Eğitimde eşitsizlik derinleşti
Eğitim sisteminde var olan eşitsizliklerin pandemi sürecinde daha da derinleştiğini, yüz yüze ve telafi eğitiminin ‘isteğe bağlı’ olmasının da eğitimden kopuşlara neden olacağını söyleyen Kurul şöyle devam etti:
“12 yıllık temel eğitime biz ‘zorunlu eğitim’ diyoruz. Zorunlu eğitimin koşullarını sağlamak da sosyal devlet gerekliliğidir. Bunun koşullarını bir buçuk yılda 3 dönemdir oluşturamamış bir siyasi iktidar ile karşı karşıyayız. Şimdi ‘isteğe bağlı’ demek çocuk işçilikten, kız çocuklarının okuldan alınmasına kadar uzanan bir sürece yol açacaktır. Tüm bunlar dilekçeli ve isteğe bağlı bir eğitim dönemini yaratacak. Bugün hala 5 gün üzerinden değil de 2 gün üzerinden okulların açılması sağlanabiliyor. Bu dönem ilkokullar 96 gün yüz yüze eğitim yapması gerekirken Haziran ayı da dâhil olmak üzere 38 gün okullar açık kalmış olacak. Pandemi döneminde uzaktan eğitime devam oranları çok düşük. En başta lise geliyor, onu ortaöğretim ve ilköğretim takip ediyor. İlkokullarda bu oran biraz daha yüksek olsa da o bile yüzde 40’ın altında bir oran. Yüz yüze eğitiminin özeti 'isteğe bağlı' ifadesinden oluşuyor. Yani veli isterse çocuğu okula gönderecek istemezse de göndermeyecek. Sendika olarak yaptığımız anketlerde öğrencilerin sadece yüzde 20’sinin uzaktan eğitime katıldığını söyleyen öğretmenlerin oranı yüzde 45. Ders saatlerinin de azaltıldığını dikkate aldığımızda eğitim içinde geçen sürenin bir hayli azalmış olduğunu görüyoruz. Pandemi sürecinde ne yüz yüze ne de uzaktan eğitimde nitelik sağlanabildi.”

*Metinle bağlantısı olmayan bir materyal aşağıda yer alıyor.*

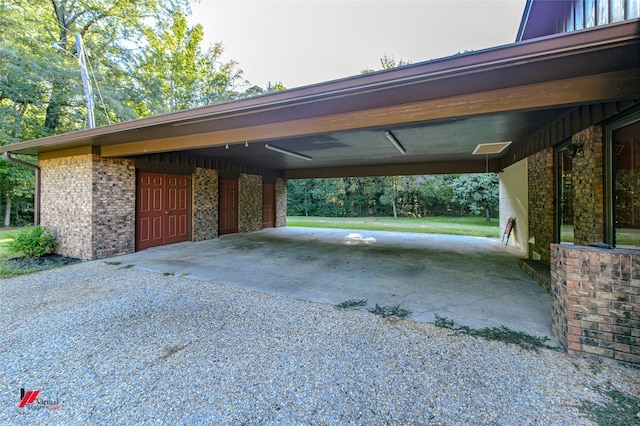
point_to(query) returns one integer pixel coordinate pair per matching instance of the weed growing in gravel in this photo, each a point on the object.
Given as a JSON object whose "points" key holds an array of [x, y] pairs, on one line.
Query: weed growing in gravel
{"points": [[622, 410], [390, 311], [501, 334], [352, 303]]}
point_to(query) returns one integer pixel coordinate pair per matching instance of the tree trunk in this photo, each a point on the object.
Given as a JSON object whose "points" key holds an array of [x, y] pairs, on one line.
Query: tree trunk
{"points": [[7, 210]]}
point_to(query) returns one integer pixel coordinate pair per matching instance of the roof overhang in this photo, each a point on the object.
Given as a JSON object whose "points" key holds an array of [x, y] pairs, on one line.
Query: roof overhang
{"points": [[438, 110]]}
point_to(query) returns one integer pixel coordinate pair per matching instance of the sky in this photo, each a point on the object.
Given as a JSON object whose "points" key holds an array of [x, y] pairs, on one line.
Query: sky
{"points": [[303, 42]]}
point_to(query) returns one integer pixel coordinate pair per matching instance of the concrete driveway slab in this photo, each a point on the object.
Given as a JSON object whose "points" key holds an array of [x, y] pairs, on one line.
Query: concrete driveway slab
{"points": [[475, 282]]}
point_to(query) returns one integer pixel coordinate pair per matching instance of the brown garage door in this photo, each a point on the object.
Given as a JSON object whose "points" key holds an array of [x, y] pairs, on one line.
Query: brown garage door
{"points": [[162, 209], [228, 208], [268, 205]]}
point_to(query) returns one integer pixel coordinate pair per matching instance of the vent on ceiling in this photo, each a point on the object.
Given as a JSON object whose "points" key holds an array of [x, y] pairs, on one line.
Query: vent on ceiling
{"points": [[491, 148]]}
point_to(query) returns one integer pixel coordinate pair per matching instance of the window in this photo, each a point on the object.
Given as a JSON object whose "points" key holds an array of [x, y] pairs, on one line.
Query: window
{"points": [[563, 164], [623, 176]]}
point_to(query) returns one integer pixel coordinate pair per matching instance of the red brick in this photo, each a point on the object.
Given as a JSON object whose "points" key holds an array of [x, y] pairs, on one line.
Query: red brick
{"points": [[574, 346], [634, 359]]}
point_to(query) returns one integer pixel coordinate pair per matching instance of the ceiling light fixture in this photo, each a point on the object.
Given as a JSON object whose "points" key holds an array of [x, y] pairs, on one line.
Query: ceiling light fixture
{"points": [[394, 141], [287, 152]]}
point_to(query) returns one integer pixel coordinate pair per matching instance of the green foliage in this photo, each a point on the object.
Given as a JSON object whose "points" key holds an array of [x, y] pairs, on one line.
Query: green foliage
{"points": [[478, 192], [33, 242], [620, 409], [352, 303], [501, 334], [390, 311]]}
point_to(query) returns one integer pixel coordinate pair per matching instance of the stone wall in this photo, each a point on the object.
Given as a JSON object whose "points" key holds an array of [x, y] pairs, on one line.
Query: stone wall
{"points": [[281, 202], [588, 183], [113, 207], [249, 203], [205, 204], [66, 201], [88, 202], [596, 302], [540, 172]]}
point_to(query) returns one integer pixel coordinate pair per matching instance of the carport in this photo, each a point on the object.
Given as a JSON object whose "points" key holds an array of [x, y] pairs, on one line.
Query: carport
{"points": [[514, 109], [473, 281]]}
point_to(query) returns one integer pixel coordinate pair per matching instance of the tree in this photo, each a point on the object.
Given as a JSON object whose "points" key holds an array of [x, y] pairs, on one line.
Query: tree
{"points": [[477, 192]]}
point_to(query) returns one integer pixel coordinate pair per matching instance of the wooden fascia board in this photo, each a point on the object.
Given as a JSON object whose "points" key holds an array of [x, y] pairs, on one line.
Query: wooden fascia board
{"points": [[442, 167], [587, 89]]}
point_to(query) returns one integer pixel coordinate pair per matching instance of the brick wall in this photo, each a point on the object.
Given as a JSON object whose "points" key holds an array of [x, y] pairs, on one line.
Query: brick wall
{"points": [[588, 183], [88, 202], [281, 202], [596, 302], [66, 201], [540, 171], [205, 204], [249, 203], [113, 207]]}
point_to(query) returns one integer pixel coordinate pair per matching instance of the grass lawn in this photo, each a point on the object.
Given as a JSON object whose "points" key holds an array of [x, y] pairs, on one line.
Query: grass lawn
{"points": [[10, 268], [475, 226]]}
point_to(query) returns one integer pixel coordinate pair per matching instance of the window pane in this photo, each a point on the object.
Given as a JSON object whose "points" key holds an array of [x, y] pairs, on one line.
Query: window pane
{"points": [[565, 166], [579, 14], [617, 11], [626, 151], [633, 9], [590, 13], [603, 12], [570, 21]]}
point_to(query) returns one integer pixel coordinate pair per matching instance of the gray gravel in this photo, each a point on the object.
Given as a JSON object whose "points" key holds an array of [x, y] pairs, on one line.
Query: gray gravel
{"points": [[106, 344]]}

“Açıklamalar velilerde karşılık bulmadı”
Öğrenci Veli Derneği (Veli-Der) Başkanı İlknur Kaya Bahadır ise şunları vurguladı:
“Çocukların sosyal hayata adaptasyonunu sağlayacak yoğunlaştırılmış sosyal programlarla okula başlamalarını sağlamak gerekiyor. Biz her zaman yüze yüze eğitim talebimizi yineledik ama şu geldiğimiz noktada herkeste inanılmaz bir motivasyonsuzluk hâkim. Ayrıca okullar plansızlık dâhilinde açıldığı için insanlar ‘okulların açılmayacağını’ düşünerek yer değiştirmeye başladı.”

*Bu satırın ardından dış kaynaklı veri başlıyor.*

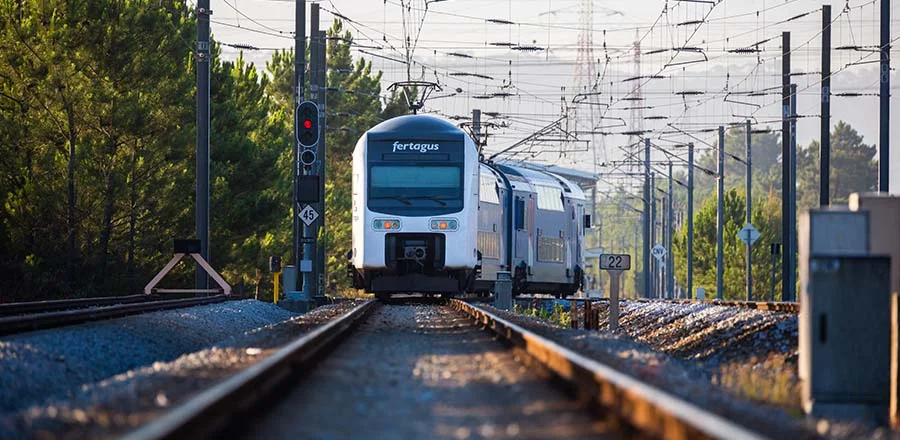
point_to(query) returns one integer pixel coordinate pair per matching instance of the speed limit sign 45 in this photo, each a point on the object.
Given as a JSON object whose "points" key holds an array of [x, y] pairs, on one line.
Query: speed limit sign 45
{"points": [[615, 262]]}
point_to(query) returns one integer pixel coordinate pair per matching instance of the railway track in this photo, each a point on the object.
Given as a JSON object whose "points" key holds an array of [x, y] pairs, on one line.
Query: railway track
{"points": [[365, 374], [50, 314], [22, 308], [773, 306]]}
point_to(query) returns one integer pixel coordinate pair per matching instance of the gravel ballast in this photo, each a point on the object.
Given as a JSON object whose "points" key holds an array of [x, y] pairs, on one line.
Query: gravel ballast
{"points": [[740, 363], [180, 353], [425, 371]]}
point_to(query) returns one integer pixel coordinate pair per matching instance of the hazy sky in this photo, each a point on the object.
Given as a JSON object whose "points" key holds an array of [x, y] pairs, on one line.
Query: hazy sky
{"points": [[543, 71]]}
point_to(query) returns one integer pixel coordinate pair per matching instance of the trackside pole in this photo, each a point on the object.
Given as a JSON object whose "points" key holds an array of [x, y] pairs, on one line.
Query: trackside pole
{"points": [[503, 291], [614, 280]]}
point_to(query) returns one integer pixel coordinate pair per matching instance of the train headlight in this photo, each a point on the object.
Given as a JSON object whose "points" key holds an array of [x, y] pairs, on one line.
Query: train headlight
{"points": [[381, 224], [444, 224]]}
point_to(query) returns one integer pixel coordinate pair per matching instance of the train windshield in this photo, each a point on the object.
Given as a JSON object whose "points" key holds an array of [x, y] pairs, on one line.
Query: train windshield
{"points": [[415, 188]]}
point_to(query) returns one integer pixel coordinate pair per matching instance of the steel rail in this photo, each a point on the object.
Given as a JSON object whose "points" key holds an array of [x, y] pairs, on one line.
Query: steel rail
{"points": [[210, 412], [786, 307], [25, 323], [647, 409], [20, 308]]}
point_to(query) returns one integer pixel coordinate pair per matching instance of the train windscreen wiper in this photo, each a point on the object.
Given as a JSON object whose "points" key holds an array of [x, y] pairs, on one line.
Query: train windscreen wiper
{"points": [[404, 200]]}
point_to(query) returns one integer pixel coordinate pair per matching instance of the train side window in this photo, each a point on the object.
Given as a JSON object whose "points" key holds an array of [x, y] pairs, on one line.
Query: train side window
{"points": [[520, 213]]}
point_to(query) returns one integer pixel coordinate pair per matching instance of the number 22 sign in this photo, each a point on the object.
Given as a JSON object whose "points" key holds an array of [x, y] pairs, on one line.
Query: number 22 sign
{"points": [[615, 262]]}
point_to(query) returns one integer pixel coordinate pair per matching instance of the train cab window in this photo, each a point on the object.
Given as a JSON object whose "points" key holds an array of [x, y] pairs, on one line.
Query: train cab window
{"points": [[549, 198], [488, 190], [520, 213], [415, 189]]}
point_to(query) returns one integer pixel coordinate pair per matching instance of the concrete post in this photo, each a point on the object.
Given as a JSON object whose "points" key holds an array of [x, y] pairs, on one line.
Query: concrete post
{"points": [[720, 216], [690, 221], [503, 291]]}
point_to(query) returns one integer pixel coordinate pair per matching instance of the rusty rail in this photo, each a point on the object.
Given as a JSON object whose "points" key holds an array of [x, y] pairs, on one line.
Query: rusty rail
{"points": [[210, 412], [26, 323], [649, 410], [787, 307], [21, 308]]}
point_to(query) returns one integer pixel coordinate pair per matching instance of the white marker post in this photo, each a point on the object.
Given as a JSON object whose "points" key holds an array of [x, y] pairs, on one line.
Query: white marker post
{"points": [[614, 264]]}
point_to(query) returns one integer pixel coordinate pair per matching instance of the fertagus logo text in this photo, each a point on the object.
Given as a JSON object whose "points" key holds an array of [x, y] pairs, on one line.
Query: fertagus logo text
{"points": [[421, 148]]}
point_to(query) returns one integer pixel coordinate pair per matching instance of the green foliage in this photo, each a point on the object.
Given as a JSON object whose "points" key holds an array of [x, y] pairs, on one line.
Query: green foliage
{"points": [[766, 219], [558, 315], [97, 134], [854, 168]]}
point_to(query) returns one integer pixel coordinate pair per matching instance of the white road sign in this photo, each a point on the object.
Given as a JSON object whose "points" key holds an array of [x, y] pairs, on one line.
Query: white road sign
{"points": [[658, 252], [308, 215], [615, 262], [749, 234]]}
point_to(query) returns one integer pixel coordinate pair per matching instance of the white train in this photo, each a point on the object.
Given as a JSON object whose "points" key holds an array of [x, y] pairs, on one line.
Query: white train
{"points": [[429, 218]]}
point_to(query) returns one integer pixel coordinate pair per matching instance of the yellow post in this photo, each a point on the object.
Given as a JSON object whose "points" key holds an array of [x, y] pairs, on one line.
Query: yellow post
{"points": [[275, 294]]}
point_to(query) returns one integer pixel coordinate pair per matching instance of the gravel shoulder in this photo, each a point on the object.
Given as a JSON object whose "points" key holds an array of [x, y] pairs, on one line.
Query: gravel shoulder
{"points": [[247, 331], [425, 371]]}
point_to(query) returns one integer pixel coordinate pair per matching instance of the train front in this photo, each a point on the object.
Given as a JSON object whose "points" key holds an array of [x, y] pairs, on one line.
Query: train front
{"points": [[415, 199]]}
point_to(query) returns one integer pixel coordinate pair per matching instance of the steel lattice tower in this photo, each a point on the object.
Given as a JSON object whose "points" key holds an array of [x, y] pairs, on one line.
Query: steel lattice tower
{"points": [[585, 70]]}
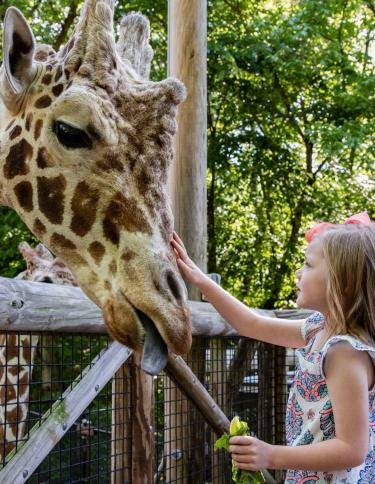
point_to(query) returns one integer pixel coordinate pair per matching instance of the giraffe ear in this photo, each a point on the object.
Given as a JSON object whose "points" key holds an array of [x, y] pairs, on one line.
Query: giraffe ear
{"points": [[18, 68]]}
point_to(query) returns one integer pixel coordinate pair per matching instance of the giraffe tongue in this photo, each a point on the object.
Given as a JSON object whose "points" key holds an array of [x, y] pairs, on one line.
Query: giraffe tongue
{"points": [[155, 351]]}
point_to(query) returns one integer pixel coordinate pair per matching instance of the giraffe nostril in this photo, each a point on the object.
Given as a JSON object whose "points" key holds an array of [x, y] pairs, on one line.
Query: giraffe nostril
{"points": [[46, 279], [174, 285]]}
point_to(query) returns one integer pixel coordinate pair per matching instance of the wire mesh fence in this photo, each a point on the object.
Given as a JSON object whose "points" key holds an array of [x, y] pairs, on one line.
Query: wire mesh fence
{"points": [[245, 377]]}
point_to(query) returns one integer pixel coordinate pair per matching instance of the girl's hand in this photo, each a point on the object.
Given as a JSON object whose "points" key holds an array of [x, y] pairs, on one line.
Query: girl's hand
{"points": [[250, 453], [187, 267]]}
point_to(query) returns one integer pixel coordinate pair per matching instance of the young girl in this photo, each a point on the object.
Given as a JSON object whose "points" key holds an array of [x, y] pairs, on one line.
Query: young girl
{"points": [[330, 422]]}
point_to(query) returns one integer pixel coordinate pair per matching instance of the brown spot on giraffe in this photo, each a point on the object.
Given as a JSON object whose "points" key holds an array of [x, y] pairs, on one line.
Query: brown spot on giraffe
{"points": [[47, 78], [97, 251], [16, 161], [58, 73], [29, 120], [84, 207], [58, 89], [43, 102], [16, 131], [24, 194], [113, 268], [62, 242], [10, 125], [42, 159], [128, 256], [51, 197], [144, 181], [39, 228], [124, 214], [38, 128]]}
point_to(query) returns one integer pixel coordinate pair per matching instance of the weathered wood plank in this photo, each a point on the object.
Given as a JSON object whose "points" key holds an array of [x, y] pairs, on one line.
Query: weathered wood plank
{"points": [[63, 414], [188, 383], [33, 306]]}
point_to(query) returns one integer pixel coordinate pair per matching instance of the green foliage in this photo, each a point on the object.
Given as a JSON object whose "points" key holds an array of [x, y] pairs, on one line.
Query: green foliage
{"points": [[290, 128], [291, 111], [238, 428]]}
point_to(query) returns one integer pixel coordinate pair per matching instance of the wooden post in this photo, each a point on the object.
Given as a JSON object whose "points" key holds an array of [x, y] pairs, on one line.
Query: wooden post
{"points": [[187, 60], [142, 425], [121, 453], [132, 425]]}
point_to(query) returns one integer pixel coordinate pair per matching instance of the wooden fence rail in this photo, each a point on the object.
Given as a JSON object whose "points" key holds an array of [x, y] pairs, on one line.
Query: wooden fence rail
{"points": [[34, 306], [37, 307]]}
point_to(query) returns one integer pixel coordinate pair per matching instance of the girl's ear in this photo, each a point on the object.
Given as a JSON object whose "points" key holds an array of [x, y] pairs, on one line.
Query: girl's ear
{"points": [[18, 69]]}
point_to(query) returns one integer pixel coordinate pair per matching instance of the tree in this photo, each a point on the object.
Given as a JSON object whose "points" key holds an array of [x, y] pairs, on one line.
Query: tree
{"points": [[290, 128]]}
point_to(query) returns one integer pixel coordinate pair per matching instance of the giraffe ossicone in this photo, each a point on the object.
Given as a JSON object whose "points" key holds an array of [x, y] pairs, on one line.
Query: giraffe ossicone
{"points": [[85, 150]]}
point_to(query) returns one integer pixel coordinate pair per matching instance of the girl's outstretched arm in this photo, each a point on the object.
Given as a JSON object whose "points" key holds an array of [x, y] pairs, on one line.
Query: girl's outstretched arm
{"points": [[349, 375], [282, 332]]}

Telafi eğitimlerini kim verecek?
Yaz aylarında yapılması planlanan telafi eğitimleri için de ‘ortak akıl’ çağrısında bulunan Bahadır, şunları söyledi:
“Normalde okullar zaten idareciler tarafından yaz aylarında da açık tutuluyor. Bomboş okul binalarında çocuklar hangi sosyal faaliyetten faydalanacak? Milli Eğitim Bakanlığı’nın önce bu durumu açık bir şekilde duyurması lazım. 1 Temmuz itibariyle öğretmenler tatile girecek mi? Eğer girecekse çocuklara telafi derslerini kim verecek? Telafi dersleri için vakıf ve dernekler ile protokol mü imzalanacak? Eğer böyle bir şey olursa buna külliyen karşıyız. Bu, başından bu yana kapanmayan kuran kurslarının, tarikat ve cemaat yurtlarının doğrudan okula girmesi demektir. Buna izin vermeyiz.”
Eğitimde kopuş
“Pandemi döneminde çocukların kazanımları ve kayıpları, öğretmenlerin aileler ve öğrencilerle kurduğu iletişime paralel olarak farklılık gösterdi” diyen Bahadır şöyle devam etti:
“Bu süre içinde çocuğun her türlü eğitim olanağına ulaşabilme imkânı varsa, aileler bu olanakların doğru kullanılmasına rehberlik edebilir durumdaysa, bu çocuklar çok büyük bir kayıpla karşılaşmadılar. Eğitim olanaklarına ulaşamayan, ailesi rehberlik edemeyen çocuklarda bu kayıplar çok daha büyük oldu. Yani aileler çalışmak zorunda; çocuklar ise evde yalnız kaldı. Bu çocukların önemli bir kısmı interneti kontrolsüz kullandı. Önemli bir kısmı da eğitimi takip etmedi. Tüm bunlara ulaşamayan çocuklar da eğitimden tamamen koptu. Özelikle büyük sınıflarda (lise) eğitimden kopuşların ciddi boyutlarda olduğunu görüyoruz. Bize sahadan gelen bilgiler, 'liseyi bıraktı evlendi', 'çalışmaya başladı' yönünde.”